At the joint U.S.-Russia summit on Monday, Russian President Vladimir Putin denied allegations that his government attacked financier Bill Browder, the man responsible for huge financial sanctions against him. Browder shot back, claiming that the Russian president was playing President Donald Trump “like a fiddle.”
“He is playing Trump and the United States like a fiddle right now,” Browder said on CNBC’s “Power Lunch.” Putin arrived late to the meeting, and Trump declared his confidence in “both parties,” refusing to condemn Russian meddling in the U.S. 2016 election.
“I think Putin got 90 percent of what he wanted just by the whole thing happening,” Browder said. “I mean, just understand that Putin is a guy who is running a country with an economy the size of the State of New York with a military budget 90 percent less than the United States’ military budget, and he has been put on an equal footing to the most powerful man in the free world, and he came an hour late to the meeting.”
“For Putin, just the fact — just the optics that he had this important meeting — is all that he really needed,” the financier argued.
Browder explained that the Russian president “is a very clever man. He has been at this game for a long time. He was a KGB officer and the head of the KGB. You know, he has been thinking about this summit for months and months and months and looking at every different nuance and potential weakness of Trump.”
Browder, founder and CEO of Hermitage Capital Management, knows Putin well.
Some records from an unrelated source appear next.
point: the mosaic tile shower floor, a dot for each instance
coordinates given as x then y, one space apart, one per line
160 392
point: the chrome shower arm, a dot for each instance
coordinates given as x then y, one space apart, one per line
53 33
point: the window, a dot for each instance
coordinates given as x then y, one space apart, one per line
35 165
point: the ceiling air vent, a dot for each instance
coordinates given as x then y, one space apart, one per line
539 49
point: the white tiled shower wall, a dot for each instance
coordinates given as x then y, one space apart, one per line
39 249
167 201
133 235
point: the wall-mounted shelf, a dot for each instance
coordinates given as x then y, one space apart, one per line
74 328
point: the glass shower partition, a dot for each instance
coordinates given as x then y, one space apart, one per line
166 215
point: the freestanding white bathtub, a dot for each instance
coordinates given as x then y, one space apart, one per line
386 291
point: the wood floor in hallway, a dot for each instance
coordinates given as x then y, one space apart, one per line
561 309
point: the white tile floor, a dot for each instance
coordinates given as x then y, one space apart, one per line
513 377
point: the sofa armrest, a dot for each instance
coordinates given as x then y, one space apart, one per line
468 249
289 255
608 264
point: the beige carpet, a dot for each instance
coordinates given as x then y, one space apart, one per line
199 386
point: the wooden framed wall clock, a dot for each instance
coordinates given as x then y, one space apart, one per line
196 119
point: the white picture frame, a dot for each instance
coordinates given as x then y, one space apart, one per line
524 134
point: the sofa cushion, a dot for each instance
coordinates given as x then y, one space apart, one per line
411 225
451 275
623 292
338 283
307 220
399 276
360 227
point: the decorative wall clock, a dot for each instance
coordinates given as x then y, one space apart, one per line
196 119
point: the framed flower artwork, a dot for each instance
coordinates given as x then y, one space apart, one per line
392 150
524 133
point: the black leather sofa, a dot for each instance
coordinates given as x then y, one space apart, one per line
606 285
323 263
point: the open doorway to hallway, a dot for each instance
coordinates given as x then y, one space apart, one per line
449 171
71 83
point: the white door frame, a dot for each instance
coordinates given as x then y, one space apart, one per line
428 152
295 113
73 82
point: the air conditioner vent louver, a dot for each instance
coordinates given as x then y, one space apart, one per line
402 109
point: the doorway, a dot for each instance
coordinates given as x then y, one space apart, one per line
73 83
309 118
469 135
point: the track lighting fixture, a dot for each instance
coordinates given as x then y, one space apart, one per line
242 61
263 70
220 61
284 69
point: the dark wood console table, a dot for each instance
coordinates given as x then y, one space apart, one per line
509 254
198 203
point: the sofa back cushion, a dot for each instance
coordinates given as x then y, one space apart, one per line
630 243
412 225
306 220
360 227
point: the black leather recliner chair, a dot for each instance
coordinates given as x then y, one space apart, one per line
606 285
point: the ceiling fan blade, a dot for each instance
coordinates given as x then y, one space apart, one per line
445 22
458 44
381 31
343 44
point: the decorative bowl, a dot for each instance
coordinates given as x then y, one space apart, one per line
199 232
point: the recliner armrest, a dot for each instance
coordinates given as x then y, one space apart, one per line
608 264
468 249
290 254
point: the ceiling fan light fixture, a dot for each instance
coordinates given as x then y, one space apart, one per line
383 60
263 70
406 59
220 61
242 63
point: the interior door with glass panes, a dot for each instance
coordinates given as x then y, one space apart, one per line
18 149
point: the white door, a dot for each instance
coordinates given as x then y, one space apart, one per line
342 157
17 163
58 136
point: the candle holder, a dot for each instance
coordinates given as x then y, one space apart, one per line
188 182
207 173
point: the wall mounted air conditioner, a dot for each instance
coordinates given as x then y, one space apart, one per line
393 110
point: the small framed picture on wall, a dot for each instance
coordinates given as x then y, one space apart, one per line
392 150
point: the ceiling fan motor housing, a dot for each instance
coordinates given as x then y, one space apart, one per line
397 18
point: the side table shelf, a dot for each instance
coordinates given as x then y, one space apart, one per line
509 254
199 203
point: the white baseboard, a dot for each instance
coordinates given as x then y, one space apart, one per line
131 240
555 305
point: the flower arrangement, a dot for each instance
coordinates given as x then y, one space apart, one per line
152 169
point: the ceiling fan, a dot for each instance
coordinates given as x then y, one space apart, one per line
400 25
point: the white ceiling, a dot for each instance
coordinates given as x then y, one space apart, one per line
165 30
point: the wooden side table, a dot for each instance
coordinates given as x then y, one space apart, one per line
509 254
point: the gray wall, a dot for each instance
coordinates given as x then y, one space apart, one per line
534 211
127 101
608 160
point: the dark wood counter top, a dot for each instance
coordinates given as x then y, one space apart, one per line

In 2000, the new Russian president had to rein in the oligarchs, so he worked at exposing corruption, just as Browder did. By 2005, however, Putin was targeting Browder. The financier hired Russian lawyer Sergei Magnitsky, who uncovered identity theft and government corruption. For this, Putin’s government arrested and tortured him, and Magnitsky died in prison.
Browder struck back, helping to create and pass the Sergei Magnitsky Rule of Law Accountability Act, which froze assets and banned visas for those who killed Magnitsky, as well as other Russians involved in human rights abuses. President Obama signed the bill into law in December 2012.
In his remarks Monday, Putin signaled his willingness to allow U.S. intelligence to question Russian nationals accused by special counsel Robert Mueller, so long as the U.S. allowed Russia to question Browder.
“Business associates of Mr. Browder have earned over $1.5 million in Russia — they never paid any taxes, neither in Russia or the United States, and yet the money escaped the country, it was transferred to the United States,” Putin charged. “They sent a huge amount of money, $400 million, as a contribution to the campaign of Hillary Clinton.”
“It might have been legal, the contribution itself, but the way the money was earned was illegal,” Putin charged. “So we have solid reason to believe that some intelligence officers accompanied them and guided these transactions, so we have an interest in questioning them.”
Browder attributed this attack to Putin’s insecurity. “Putin feels personally exposed and potentially at risk of having his assets seized in the West, and so every chance he gets he tries to get foreign countries to come after me,” the financier charged.
Browder flatly denied sending any money to the Hillary Clinton campaign. “I did not. I’m not a U.S. citizen, I don’t live in the United States, I’ve been living in Britain for 29 years,” he said. “I make no campaign contributions, so that is not true.”
“I should also point out that Vladimir Putin and his regime have accused me of serial killing, of being a CIA, MI-6 agent, and about 1,000 other things, and so he is kind of unhinged in these accusations,” the financier charged.
That said, Browder insisted that Putin won from this meeting with Trump. He described Trump’s statements as confusing. “I have been watching Trump and his public statements [not distancing himself from Putin’s denials of 2016 election meddling], and this type of stuff which I find awful and unpleasant, and at the same time Trump completely surrounds himself with people like [Secretary of State Mike] Pompeo, Jim Mattis, Nikki Haley, and others who are completely clear-eyed about what a criminal and monster Vladimir Putin is,” he said.
“I would almost describe it as schizophrenic because U.S. policy towards Russia is actually quite tough: the sanctions are tough; the U.S. is supplying military equipment to Ukraine, which is tough; and various other things,” Browder said. “It’s not clear what Trump could actually do because the apparatus doesn’t agree with him.”
There may be more going on than meets the eye, but if Browder says this meeting was great for Putin and bad for Trump and America, there is reason to believe him.